It's hard to comment on all those specifics. Let me just go back one step. During the period of the 1990s and the very first years of this decade, it was exports that were the key driver. We had rather weak domestic demand as federally and provincially we were getting our fiscal situation in shape and we really were relying heavily on foreign demand through that period to drive growth. That was also following the 1997 Asian crisis, when the price of raw materials plummeted, so the relative prices of manufacturers went up.
So we went through a period when it was the external sector that was the key driver.
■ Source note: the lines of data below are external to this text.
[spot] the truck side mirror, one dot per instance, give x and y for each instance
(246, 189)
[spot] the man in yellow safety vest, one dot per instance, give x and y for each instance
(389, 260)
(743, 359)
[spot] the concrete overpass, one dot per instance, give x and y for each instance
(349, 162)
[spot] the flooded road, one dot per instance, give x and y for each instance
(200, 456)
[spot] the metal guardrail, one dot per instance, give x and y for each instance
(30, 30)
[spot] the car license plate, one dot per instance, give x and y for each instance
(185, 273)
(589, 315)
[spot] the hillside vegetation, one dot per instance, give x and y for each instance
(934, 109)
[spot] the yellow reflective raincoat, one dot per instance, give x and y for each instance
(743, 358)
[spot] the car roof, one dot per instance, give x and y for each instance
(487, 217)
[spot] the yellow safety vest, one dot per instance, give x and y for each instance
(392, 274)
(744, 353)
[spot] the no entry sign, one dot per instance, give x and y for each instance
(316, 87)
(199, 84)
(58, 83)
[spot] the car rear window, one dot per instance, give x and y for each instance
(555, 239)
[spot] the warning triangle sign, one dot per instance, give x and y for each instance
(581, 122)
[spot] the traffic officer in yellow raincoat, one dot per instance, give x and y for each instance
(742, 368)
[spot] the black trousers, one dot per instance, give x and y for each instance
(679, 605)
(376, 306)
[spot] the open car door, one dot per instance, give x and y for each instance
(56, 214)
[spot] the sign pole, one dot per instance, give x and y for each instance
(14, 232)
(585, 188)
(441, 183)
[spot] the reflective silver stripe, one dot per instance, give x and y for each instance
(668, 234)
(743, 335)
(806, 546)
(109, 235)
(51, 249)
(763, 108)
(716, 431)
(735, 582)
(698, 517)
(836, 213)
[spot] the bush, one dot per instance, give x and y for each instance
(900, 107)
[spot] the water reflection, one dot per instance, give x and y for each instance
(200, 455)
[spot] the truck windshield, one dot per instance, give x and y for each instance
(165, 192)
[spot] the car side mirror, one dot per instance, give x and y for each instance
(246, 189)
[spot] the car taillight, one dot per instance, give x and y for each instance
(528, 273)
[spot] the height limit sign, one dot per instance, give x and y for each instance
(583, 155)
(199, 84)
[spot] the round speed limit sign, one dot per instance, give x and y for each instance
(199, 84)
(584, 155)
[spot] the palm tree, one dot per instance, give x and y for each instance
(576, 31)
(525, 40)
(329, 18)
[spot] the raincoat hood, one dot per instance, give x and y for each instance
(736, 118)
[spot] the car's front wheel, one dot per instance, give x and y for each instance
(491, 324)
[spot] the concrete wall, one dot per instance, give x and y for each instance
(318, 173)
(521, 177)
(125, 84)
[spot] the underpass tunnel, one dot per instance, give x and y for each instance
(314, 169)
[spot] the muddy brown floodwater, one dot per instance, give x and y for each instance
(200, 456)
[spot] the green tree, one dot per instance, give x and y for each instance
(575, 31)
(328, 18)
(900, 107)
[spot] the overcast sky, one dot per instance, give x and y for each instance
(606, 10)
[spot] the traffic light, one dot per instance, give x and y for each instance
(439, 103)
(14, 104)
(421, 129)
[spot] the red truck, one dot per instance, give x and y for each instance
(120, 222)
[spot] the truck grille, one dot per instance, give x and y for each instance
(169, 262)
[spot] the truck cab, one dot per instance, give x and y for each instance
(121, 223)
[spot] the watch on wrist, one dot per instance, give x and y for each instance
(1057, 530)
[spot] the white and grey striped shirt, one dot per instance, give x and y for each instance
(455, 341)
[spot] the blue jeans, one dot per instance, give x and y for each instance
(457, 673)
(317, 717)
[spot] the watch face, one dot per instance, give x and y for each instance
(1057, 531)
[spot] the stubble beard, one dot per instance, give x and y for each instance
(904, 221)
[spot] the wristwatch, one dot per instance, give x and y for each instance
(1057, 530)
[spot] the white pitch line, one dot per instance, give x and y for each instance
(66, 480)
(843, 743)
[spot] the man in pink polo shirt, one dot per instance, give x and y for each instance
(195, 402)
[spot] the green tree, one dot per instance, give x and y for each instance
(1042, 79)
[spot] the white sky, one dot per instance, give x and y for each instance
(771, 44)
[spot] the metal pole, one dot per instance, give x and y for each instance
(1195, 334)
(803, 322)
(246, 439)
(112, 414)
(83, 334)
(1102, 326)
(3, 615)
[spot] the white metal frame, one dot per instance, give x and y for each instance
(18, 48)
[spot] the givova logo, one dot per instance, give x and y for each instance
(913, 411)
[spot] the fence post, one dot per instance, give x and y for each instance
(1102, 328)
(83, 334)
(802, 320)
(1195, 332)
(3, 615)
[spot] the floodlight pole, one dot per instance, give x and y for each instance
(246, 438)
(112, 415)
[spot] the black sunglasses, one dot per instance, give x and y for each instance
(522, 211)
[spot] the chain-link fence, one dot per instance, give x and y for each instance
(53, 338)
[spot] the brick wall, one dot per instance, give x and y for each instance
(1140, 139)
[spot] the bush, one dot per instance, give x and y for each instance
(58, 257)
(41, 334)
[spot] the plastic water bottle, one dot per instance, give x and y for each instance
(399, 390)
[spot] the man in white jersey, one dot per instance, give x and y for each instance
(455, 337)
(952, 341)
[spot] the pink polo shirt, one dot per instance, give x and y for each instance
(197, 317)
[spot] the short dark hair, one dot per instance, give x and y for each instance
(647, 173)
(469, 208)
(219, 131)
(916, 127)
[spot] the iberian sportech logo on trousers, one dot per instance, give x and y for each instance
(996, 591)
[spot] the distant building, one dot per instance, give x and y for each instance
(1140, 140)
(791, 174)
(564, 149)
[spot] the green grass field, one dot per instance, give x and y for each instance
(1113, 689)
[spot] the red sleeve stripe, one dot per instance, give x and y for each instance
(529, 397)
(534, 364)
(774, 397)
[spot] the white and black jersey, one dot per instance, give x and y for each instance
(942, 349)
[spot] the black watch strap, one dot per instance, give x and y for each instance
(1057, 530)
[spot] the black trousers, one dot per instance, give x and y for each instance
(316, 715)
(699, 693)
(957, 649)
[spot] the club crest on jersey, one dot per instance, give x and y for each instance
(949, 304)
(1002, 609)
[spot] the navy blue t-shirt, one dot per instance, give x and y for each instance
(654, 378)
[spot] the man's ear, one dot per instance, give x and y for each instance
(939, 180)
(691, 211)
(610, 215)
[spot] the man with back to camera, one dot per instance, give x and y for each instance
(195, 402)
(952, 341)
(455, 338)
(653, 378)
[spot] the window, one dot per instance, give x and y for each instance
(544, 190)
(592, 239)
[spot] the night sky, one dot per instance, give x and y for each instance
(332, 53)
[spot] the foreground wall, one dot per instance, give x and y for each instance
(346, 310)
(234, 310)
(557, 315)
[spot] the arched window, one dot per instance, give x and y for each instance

We now move to a period when we've had a big correction in commodity prices, and that is driving up incomes here in this country, so we are seeing the domestic sector be the key driver.
We expect that will continue, but as we get to the end of our projection period, we come much more into balance. You'll notice that by 2008 we expect net exports to be a kind of “net wash”, to not be a negative influence on growth, and maybe as we get out a little farther, this situation will actually turn around again.
Through all of these changes, the thing we've always emphasized is the importance of maintaining flexibility in the Canadian economy. In that regard, our performance in this decade, compared with our performance in the 1970s, when we had to adjust to massive changes in relative prices, has been extraordinarily good. Indeed, we've moved from being a bad performer globally in that regard to being an excellent performer globally.
What's really important in terms of policies both at the federal and provincial levels is that we maintain the drive to keep that flexibility, which allows us to adjust, because as a very open economy we're always going to be subject to pretty large swings and shocks. This time, the last decade looks pretty good relative to our historic performance in that regard.